Currently she cares for about 20 stray or feral cats at her home. They’ve all been fixed and received medical care. Those cats are not able to be adopted out because they are feral, or have special needs, she said.

“The thing about feral cats is no one wants them. Everyone wants a cat that will sit on their lap, but these are good cats. They have personality. They don’t deserve to die or starve.”

Over the years she’s been called into to help with all kinds of issues with cats from kittens being left in fields, to cats being hit by cars or injured cats found and no one knows what to do.

“They don’t all make it. We try our best to help but sometimes they are too hurt,” she said.

At some point over the years, Hansen connected with Paw Prints Animal Rescue. The rescue, now in Chase B.C., takes cats and kittens that can be adopted. It’s also working on building a large cat sanctuary for feral cats.

“Without them I’d be up to 150 cats. I wouldn’t be able to do it. It’s them that pays for the vet bills and adopts them out. I have to meet them in Kelowna, but they take the cat to the vet when it needs it and make sure it gets spayed,” she said.

Hansen said sometimes its days, weeks or even months before the rescue can make its way to Keremeos to pickup the cats.

“It could be a few days that I have a cat or kittens or it could be a few months. It just depends when they can get here. They were really busy over the summer with the all the wildfires and now it’s winter and the roads.”

Hansen said her trips to Wal-Mart always get a puzzling look from the cashier.

“We buy in bulk and buy a lot of things. They always say I have more cat food and litter than I do food for me. That tells you how much it takes to take care of them,” she said.

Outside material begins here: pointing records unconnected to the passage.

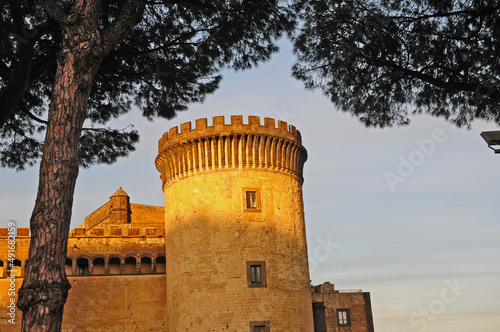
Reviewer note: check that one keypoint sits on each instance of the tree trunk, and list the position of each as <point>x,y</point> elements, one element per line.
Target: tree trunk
<point>45,286</point>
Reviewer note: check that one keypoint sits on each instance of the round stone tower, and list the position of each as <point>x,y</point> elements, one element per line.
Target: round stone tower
<point>235,232</point>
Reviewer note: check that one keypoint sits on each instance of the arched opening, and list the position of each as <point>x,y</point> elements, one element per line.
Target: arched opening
<point>160,264</point>
<point>98,264</point>
<point>130,265</point>
<point>68,266</point>
<point>115,266</point>
<point>83,266</point>
<point>146,265</point>
<point>16,269</point>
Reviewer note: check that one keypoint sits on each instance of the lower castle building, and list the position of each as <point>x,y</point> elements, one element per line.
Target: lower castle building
<point>227,253</point>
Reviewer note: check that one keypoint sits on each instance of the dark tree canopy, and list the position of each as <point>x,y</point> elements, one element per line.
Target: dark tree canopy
<point>383,60</point>
<point>170,59</point>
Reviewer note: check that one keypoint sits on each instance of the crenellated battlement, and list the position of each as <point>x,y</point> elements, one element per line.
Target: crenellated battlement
<point>236,126</point>
<point>230,146</point>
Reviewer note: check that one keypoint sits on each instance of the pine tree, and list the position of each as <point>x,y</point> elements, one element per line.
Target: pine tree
<point>69,62</point>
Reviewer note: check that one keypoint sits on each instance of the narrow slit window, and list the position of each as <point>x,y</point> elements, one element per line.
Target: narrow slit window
<point>251,199</point>
<point>256,274</point>
<point>343,317</point>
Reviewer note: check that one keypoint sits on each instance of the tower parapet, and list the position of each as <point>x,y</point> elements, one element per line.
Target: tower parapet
<point>230,146</point>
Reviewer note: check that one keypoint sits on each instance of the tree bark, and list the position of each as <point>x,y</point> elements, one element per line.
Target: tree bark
<point>45,286</point>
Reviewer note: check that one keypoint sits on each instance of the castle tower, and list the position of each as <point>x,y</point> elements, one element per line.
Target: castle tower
<point>236,253</point>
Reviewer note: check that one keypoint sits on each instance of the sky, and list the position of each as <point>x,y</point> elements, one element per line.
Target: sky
<point>409,214</point>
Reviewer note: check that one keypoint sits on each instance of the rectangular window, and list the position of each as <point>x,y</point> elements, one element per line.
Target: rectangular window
<point>256,274</point>
<point>252,200</point>
<point>343,317</point>
<point>260,326</point>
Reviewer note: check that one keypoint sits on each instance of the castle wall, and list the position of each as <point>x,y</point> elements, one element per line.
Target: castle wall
<point>209,239</point>
<point>104,303</point>
<point>213,237</point>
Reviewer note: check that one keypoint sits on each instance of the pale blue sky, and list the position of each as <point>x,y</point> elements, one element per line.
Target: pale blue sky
<point>426,247</point>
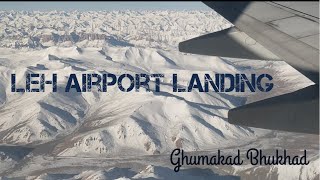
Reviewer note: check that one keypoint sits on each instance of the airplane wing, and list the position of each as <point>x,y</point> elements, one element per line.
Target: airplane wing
<point>287,31</point>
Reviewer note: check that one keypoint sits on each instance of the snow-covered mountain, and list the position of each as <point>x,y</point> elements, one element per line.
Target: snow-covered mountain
<point>98,28</point>
<point>51,129</point>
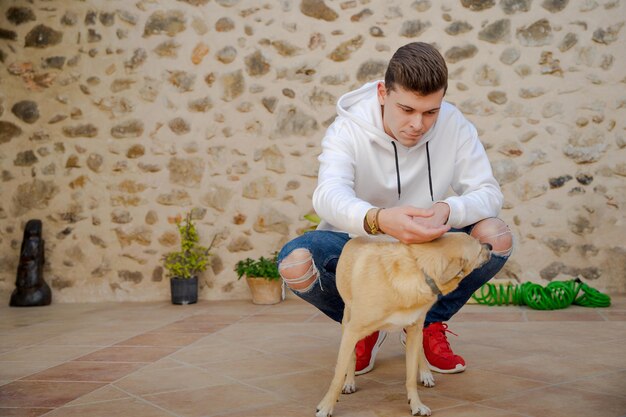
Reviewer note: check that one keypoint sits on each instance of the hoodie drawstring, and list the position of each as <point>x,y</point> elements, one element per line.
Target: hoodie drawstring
<point>430,180</point>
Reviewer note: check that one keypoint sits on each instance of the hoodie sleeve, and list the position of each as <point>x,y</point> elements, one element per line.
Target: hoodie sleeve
<point>334,199</point>
<point>478,193</point>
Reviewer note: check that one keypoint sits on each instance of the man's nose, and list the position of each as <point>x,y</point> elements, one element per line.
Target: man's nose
<point>416,122</point>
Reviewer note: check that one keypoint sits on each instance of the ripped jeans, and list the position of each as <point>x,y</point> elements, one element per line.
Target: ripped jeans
<point>325,247</point>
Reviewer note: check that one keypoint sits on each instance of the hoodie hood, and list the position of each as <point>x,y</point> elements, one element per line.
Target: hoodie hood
<point>361,107</point>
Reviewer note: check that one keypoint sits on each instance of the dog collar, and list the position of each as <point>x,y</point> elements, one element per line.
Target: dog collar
<point>431,284</point>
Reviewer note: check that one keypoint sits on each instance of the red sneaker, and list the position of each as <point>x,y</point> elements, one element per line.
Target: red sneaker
<point>438,352</point>
<point>366,350</point>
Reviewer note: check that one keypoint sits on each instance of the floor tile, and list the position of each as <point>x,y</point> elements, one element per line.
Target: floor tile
<point>146,381</point>
<point>162,339</point>
<point>212,400</point>
<point>561,402</point>
<point>128,354</point>
<point>127,407</point>
<point>86,371</point>
<point>43,394</point>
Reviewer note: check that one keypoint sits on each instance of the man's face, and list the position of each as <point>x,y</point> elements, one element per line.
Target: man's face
<point>407,116</point>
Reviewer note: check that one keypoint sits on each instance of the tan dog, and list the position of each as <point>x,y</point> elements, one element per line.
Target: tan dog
<point>390,286</point>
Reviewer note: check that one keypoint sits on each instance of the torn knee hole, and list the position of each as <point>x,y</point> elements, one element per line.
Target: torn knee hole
<point>298,270</point>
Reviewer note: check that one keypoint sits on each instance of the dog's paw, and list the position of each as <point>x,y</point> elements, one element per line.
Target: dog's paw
<point>420,410</point>
<point>348,389</point>
<point>427,378</point>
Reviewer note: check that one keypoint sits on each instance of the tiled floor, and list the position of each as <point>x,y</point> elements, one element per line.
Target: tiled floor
<point>237,359</point>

Hansen said her hope is that people will start spaying and neutering their cats regardless of whether their barn cats or house cats.

“I think people think, ‘oh they’re just cats.’ They’re a tool. They’re here to catch mice. To work. But they aren’t just that. They can catch mice, but they’re living things. If we could get everyone to spay and neuter their cat we wouldn’t have this issue of kittens being abandoned.”

Hansen said although things are tight financially quite often she makes it through by just believing what she does helps and knowing it will all work out.

“Sometimes donations do come in. They just show up and it’s really appreciated. I have to just trust and believe that something is going to be there when we need it.”

Anyone wanting to donate can do so by going to www.gofundme.com/bettys-cat-rescue.